Consider this story: four Just Stop Oil protesters up in court on charges of criminal damage. One had already admitted to the charge, the other three were found guilty at trial in January. Yet the judge let them walk free with suspended sentences, on the grounds that their actions were ‘born out of concern and anxiety for climate change’.
The mind boggles, or it ought to. Yes, all four have, officially, been punished, but with little more than a slap on the wrist: suspended prison sentences of between 15-18 months, plus a requirement on each of them to complete 100 hours of unpaid community service and to pay a £500 fine. The damage was real enough: the taxpayer is on the hook for an estimated £104,000 bill after these four vandalised the Treasury. And it was criminal – the justice system had so determined, in three out of four cases after the time and expense of a full trial.
Yet the judge then spared those convicted of any serious consequences, and gave the impression that he did so because he sympathised with their political motivations.
Crucially, the sentence neither physically prevents the defendants from offending again nor, in light of the small fine, sets a deterring example. While the individuals involved might be wary of having to serve their sentences if they offend again, other people with clean records will note the implied low risk of a first offence – even one that inflicts a six-figure bill on the taxpayer.
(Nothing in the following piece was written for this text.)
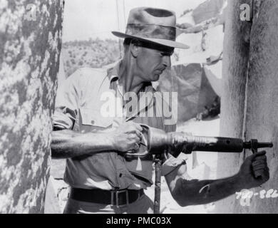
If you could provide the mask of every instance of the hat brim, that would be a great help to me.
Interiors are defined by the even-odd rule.
[[[143,41],[149,41],[151,43],[158,43],[158,44],[166,46],[168,47],[171,47],[171,48],[182,48],[182,49],[187,49],[190,48],[189,46],[187,46],[186,44],[176,42],[176,41],[170,41],[170,40],[166,40],[166,39],[163,39],[163,38],[145,38],[145,37],[142,37],[142,36],[138,36],[129,35],[129,34],[126,34],[126,33],[121,33],[119,31],[113,31],[112,33],[114,36],[120,37],[120,38],[133,38],[142,40]]]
Such appearances are very damaging to public confidence in our justice system, even if the reality is more complicated. While this may seem a surprisingly light punishment, illegal but non-violent activism does not usually merit a custodial sentence. Nor is it true more generally that the judiciary is treating climate activists, specifically, with kid gloves (in fact, the recent trend is towards exceptionally severe sentences for Just Stop Oil activists, with the most serious cases receiving long custodial terms).
However, the problem is that a cynical narrative is gaining ground online in which the pattern of leniency does indeed run only one way. It feeds on reports like this, with images of climate activists walking free contrasted to the long sentences handed down for social media posts during last year’s riots. (It also blurs in the popular imagination with cases, not the fault of the judiciary, where a jury lets activists off.)
It is not sustainable in a healthy parliamentary democracy to have an emerging belief that street tactics are effective for one side, but dangerous for another, via the selective enforcement of the relevant law – a misconception in many cases, perhaps, but one driven in part by judicial conduct in other spheres, such as the aftermath of last year’s riots.
Yet the judiciary seems not to have realised this; even as they continually expand their role in the governance of Britain, the judges continue to demand the sort of deference (and lack of scrutiny) that attended to their old function.
Back in February, Baroness Carr, the Lady Chief Justice of England and Wales and president of the Sentencing Council), denounced as ‘unacceptable’ the fact that both Keir Starmer and Kemi Badenoch had the temerity, at PMQs, to criticise a recent ruling by the immigration tribunal. Lord Davis, her colleague on the Council, responded to Shabana Mahmood’s initial request that it scrap its two-tier justice plans with a deeply disingenuous and passive-aggressive public letter, the underlying theme of which was ‘How dare you?!’. Last week Lord Hermer, Starmer’s hand-picked Attorney General, branded criticism of judges a threat to ‘judicial independence’ and – of course – ‘the rule of law’.
I set out in a previous piece the logical and moral reasons why Carr is shouting into the wind:
Judges are people, not machines; many of them have strong views on many subjects, and these at least risk shaping the judgments even of the most conscientious. Some famous judges, such as the late Lord Denning, are renowned precisely for their role in driving constitutional change from the bench.
But this is not just a debate on high constitutional principle, confined to worthy journals and genteel seminars. It is increasingly about online rumour, and the way it can seize on ill-considered words by a judge and twist them to fit a corrosive narrative. Indeed, perhaps the judiciary’s best hope is not to resist transparency, but to open the door much further.
Baroness Carr is certainly going to have to come to terms with a world in which she and her colleagues are scrutinised as never before, however she feels about it. But that makes the need for more actual reform more urgent – and if the Sentencing Council’s eleventh-hour capitulation on pre-sentencing reports is anything to go by, the judiciary is going to have to be dragged into the new era.